CEPS is the platform that groups several non-profit organisations such as associations, federations and foundations. (Citizens Engagement Platform Seychelles)
(Seychelles News Agency) – The Citizens Engagement Platform Seychelles (CEPS) has made an appeal to the government to continue the dialogue to ensure the survival of the civil society in the island nation.
Leaders and members of CEPS met last Friday for an update on the work it was carrying out and discuss the proposed amendments of the Associations Act 2022 following discussions in the National Assembly.
CEPS is the platform that groups several non-profit organisations such as associations, federations and foundations.
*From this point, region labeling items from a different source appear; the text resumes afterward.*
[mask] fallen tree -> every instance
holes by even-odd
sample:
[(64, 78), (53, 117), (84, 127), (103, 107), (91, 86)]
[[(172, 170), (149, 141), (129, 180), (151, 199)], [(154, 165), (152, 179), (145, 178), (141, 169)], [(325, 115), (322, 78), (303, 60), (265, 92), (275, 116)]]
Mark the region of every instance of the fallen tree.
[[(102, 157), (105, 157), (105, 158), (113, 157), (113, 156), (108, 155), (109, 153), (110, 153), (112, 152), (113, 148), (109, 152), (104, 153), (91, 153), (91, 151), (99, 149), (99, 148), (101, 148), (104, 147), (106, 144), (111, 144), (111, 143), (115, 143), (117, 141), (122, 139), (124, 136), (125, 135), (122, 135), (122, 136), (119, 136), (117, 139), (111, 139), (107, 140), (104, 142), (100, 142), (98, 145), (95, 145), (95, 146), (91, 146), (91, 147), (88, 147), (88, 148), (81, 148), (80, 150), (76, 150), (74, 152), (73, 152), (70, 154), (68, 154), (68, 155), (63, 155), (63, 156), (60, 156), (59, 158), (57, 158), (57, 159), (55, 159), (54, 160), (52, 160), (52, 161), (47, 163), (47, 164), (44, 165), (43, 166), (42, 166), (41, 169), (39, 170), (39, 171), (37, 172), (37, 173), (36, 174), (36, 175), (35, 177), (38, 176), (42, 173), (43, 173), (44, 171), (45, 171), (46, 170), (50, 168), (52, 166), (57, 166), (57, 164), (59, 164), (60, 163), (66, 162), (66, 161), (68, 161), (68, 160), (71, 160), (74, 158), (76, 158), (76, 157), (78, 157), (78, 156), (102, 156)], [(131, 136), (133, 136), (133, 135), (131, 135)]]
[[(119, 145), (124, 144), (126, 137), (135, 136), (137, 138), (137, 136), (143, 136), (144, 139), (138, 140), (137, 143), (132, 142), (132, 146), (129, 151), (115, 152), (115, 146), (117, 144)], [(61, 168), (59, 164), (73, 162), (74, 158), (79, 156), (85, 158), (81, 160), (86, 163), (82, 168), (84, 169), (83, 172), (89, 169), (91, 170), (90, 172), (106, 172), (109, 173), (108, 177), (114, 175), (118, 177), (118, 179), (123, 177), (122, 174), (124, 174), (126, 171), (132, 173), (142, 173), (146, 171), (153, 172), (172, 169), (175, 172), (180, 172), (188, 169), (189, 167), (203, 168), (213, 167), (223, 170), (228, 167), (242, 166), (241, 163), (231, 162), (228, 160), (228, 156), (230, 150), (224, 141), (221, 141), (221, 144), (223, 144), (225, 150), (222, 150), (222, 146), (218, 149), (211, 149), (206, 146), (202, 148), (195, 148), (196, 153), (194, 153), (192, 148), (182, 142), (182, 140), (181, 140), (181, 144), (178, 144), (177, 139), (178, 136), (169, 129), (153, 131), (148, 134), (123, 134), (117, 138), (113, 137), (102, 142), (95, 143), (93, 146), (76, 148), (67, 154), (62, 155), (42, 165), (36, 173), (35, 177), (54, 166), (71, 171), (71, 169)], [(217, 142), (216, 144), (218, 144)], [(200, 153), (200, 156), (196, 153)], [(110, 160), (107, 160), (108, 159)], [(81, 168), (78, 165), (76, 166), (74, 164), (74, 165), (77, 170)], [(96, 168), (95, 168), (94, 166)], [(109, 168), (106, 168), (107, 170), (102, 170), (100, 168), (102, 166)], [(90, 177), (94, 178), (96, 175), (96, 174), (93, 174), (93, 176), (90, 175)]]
The Seychelles’ President Wavel Ramkalawan assented to the Associations Act of 2022 on April 28 last year after it was approved by the National Assembly on April 16, although the legislation has yet to be enforced.
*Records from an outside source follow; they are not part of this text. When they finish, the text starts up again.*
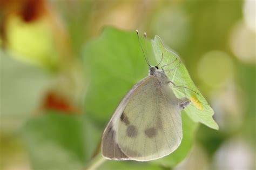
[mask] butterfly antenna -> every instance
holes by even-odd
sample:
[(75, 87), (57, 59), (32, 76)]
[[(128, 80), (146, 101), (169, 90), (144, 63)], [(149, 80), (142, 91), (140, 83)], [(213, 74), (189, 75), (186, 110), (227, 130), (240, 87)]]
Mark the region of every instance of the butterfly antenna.
[(139, 39), (139, 31), (138, 31), (138, 30), (136, 30), (136, 33), (137, 33), (137, 35), (138, 36), (138, 39), (139, 39), (139, 45), (140, 46), (140, 48), (142, 49), (142, 52), (143, 52), (143, 56), (144, 56), (144, 58), (146, 60), (146, 62), (147, 62), (147, 64), (149, 65), (149, 66), (150, 67), (150, 65), (149, 64), (149, 60), (147, 59), (146, 56), (145, 55), (144, 50), (143, 50), (143, 48), (142, 47), (142, 43), (140, 43), (140, 40)]
[(158, 67), (158, 66), (161, 64), (161, 62), (162, 62), (163, 58), (164, 58), (164, 53), (162, 53), (162, 58), (161, 58), (161, 60), (160, 60), (159, 63), (157, 65), (157, 67)]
On August 9, the Minister for Finance, National Planning, and Trade, Naadir Hassan, said that the amendments serve to suspend certain provisions of the Act, which will soon come into effect.
Hassan said that while Seychelles needs to enforce the law at the soonest to become compliant with Recommendation 8 of the Financial Action Task Force (FAFT), the government felt it necessary to consider the views of civil society.
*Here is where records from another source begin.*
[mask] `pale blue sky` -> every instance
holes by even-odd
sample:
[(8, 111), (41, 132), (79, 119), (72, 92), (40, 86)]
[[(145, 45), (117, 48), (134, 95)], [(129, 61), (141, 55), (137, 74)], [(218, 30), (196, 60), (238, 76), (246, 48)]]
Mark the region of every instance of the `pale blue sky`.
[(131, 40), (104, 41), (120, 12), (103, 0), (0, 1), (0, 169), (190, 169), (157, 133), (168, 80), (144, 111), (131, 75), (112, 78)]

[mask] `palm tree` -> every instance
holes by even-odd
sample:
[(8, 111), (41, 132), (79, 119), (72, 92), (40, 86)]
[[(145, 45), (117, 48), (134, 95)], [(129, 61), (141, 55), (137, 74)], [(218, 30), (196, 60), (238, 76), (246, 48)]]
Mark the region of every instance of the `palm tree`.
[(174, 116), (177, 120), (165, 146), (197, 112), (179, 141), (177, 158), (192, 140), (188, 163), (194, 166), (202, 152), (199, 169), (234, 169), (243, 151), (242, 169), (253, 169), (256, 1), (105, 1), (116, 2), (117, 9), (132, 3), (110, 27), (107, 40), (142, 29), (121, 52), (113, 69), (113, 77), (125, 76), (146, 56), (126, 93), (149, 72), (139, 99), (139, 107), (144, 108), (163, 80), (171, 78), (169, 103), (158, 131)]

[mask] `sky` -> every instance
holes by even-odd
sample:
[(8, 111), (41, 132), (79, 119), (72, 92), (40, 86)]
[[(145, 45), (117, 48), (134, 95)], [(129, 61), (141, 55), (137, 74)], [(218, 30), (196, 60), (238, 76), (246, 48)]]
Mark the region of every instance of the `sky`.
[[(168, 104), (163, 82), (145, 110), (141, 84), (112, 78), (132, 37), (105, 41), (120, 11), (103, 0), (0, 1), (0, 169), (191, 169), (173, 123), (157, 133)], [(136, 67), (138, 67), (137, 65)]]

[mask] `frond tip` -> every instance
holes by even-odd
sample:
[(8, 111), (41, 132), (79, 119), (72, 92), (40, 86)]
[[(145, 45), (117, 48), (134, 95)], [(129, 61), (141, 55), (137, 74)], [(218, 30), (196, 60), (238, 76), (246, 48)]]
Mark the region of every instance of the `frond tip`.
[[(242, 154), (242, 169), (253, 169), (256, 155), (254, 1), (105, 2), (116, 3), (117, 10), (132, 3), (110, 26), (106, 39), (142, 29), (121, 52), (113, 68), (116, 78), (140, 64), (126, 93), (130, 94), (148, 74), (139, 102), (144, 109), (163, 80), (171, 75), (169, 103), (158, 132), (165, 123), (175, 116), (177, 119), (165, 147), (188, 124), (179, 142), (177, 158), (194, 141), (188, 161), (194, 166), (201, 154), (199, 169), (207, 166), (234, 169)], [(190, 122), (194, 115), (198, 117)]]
CEPS expressed its disappointment that it was not necessarily consulted when the 2022 Act and 2023 amendments were tabled before the National Assembly, as stipulated by Article 10 of the CEPS memorandum of understanding (MoU) with the government. The MoU states that CEPS must be consulted when proposed legislation is still at the green or white paper stage.
The CEPS chairperson, Michel Pierre, told reporters that the Associations Amendment Bill, 2023, suspends certain provisions of the Associations Act 2022, which it feels would have been detrimental to civil society.
“The Act stipulates that when an Association has elected its committee, it needs to seek permission from the Office of the Registrar for the member to be able to discharge their functions. We had said that our associations are guided by a Rule of Association which clearly states the timeframe for the mandate, when elections should be held and such. We felt that this was a direct interference from the government which should not be the case,” said Pierre.
He added that “our work is in line with Article 23 of the Constitution, pertaining to the Right of Association.”
Pierre said that the Association Act 2022 does not take into account the amount of time it takes to properly establish an association – which takes around three years before the work really begins.
He also brought forward the clause that demands that a committee may only serve two three-year mandates, which he described as something ” that would help kill associations since they are run by volunteers mainly.”
CEPS chairperson, Francoise Larue, also updated the press on the latest meeting the organisation held with Vice President, Ahmed Afif.
CEPS currently has an agreement with the government spanning over a period of five years, which is due to end this year.
Larue explained that the meeting with Afif was a chance to discuss how both parties may work to continually support each other or the betterment of the country.